マイスターズの世界には多彩な武器が存在するが、僕が目をつけたのは銃である。
それも長距離射程を誇るスナイパーライフル。
掲示板ではリロードに時間がかかりすぎて使い物にならないとの評価が下されているが、臆病者であまりモンスターに近づきたくない僕が全武器中最大射程を誇る武器を扱いたいと思うのは当然である。
銃器を並べている露店の前に立ち止まり、品物を並べる。
けれど、ハンドガンやショットガン、マシンガンといった物は並んでいるもののスナイパーライフルがない。

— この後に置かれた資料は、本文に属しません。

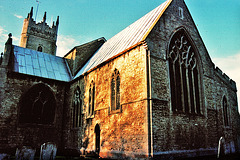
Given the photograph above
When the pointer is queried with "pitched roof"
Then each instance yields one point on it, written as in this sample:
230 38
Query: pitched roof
79 55
130 36
40 64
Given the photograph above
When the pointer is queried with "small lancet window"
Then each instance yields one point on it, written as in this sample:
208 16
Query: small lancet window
184 75
225 111
77 109
40 49
37 105
180 12
91 99
115 91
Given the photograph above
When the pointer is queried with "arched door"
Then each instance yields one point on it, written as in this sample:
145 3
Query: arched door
97 140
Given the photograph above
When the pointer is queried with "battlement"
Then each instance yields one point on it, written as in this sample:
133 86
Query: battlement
39 36
225 78
42 29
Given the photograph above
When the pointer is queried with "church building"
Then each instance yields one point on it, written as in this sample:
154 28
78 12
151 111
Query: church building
151 91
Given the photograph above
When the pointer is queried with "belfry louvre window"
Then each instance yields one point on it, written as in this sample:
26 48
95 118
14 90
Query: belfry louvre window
91 99
115 91
77 109
37 105
184 75
39 48
225 111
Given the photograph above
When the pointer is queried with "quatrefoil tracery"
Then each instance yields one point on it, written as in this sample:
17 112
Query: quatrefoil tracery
182 51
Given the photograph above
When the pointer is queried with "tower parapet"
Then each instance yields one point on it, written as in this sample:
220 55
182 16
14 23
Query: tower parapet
39 36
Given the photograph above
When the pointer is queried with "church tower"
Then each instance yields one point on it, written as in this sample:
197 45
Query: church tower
39 36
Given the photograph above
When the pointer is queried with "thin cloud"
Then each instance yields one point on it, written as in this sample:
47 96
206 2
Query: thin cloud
230 66
18 16
65 44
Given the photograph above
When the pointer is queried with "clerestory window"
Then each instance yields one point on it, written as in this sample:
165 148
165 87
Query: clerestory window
77 109
184 75
40 49
225 111
37 105
115 91
91 99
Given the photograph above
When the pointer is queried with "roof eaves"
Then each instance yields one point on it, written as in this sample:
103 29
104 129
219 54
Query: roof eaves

露天商の強面のおじさんに勇気を振り絞って声をかける。
「あの……スナイパーライフルって……ないのでしょうか?」
「あぁん!?」
と何故か怒ったように返すおじさんに僕は驚き、身を縮める。
「……驚きすぎだろ。スナイパーライフルは売れねぇから作ってねぇな。こっちとしちゃあスキル経験値の多いスナイパーライフルは練習台としてはもってこいなんだけどな。幾分――」
スキンヘッドの頭を撫でながらおじさんが続ける。
「――要求STRが高くって、なまじ持ててもSTRがかなり高くねぇと発射時の反動を押さえられねぇ。連射もきかねぇから一発で仕留めるか、優秀な盾役がいねぇと接近されて詰んじまう。そりゃあ使えねぇわって話だ」
やれやれと顎ひげを撫でながらおじさんが右側を指差す。
「それを聞いてもまだスナイパーライフルを使いたいなら、ここの四つ隣の露店で取り扱ってるぜ」
僕はおじさんにお辞儀を一つして、おじさんに案内された店へと向かった。
座っていたのはゴーグルをつけた長身痩躯の青年。
「ん? 客か? 珍しい」
ぶっきら棒にそう言って立ち上がった青年は僕を品定めするように見る。
「あんた、魔法職か? 魔法職がスナイパーライフルなんてどうしようってんだ?」
「遠距離から攻撃したいと思いまして……」
「まぁ買ってくれるなら文句はねぇが、どれにする?」
「1銀貨で買える物を……」
僕はそう言って、1銀貨を差し出した。
1銀貨の価値は1000銅貨と同等であり、僕の所持金は1銀貨と120銅貨。
つまり1銀貨はほぼ全財産である。
「それなら、こいつがいいかな」
青年は並べてあった中から比較的小振りなスナイパーライフルを持ちあげた。
よく見てみると並べてあるのはすべてスナイパーライフルだ。
「装備して性能を確かめてみな」
スナイパーライフルを持ちながらメニューを開く。
両手:九十七式改 DEX+40 STR-8
「すごいDEX補正ですね」
得意げに青年が語り始めた。
「まぁ射撃攻撃力はDEX依存だからな。射撃武器の最大のメリットはDEX極振りで攻撃力も命中精度も上げられる点だ。普通の近接武器ならSTRとDEX両方上げていかないといけないから効率が悪いのさ。まぁ確かにスナイパーライフルの場合、STR上げとかねぇと反動で身体が持って行かれちまうが……後、何故かスナイパーライフルは装弾数が1に固定してあるから、一発撃つたびにリロードが発生しちまうが……、でもな威力は保障するし、射程も保障する! どうだ?」
ものすごい勢いでまくしたてられ、僕は思わず頷いてしまった。
怯える僕に「悪い、喋りすぎた」と一言謝罪をした青年はこう言った。
「でもな、俺様作の九十七式は特別なカスタム仕様なんだぜ」
もう数話説明回が続きますが、ご辛抱下さい。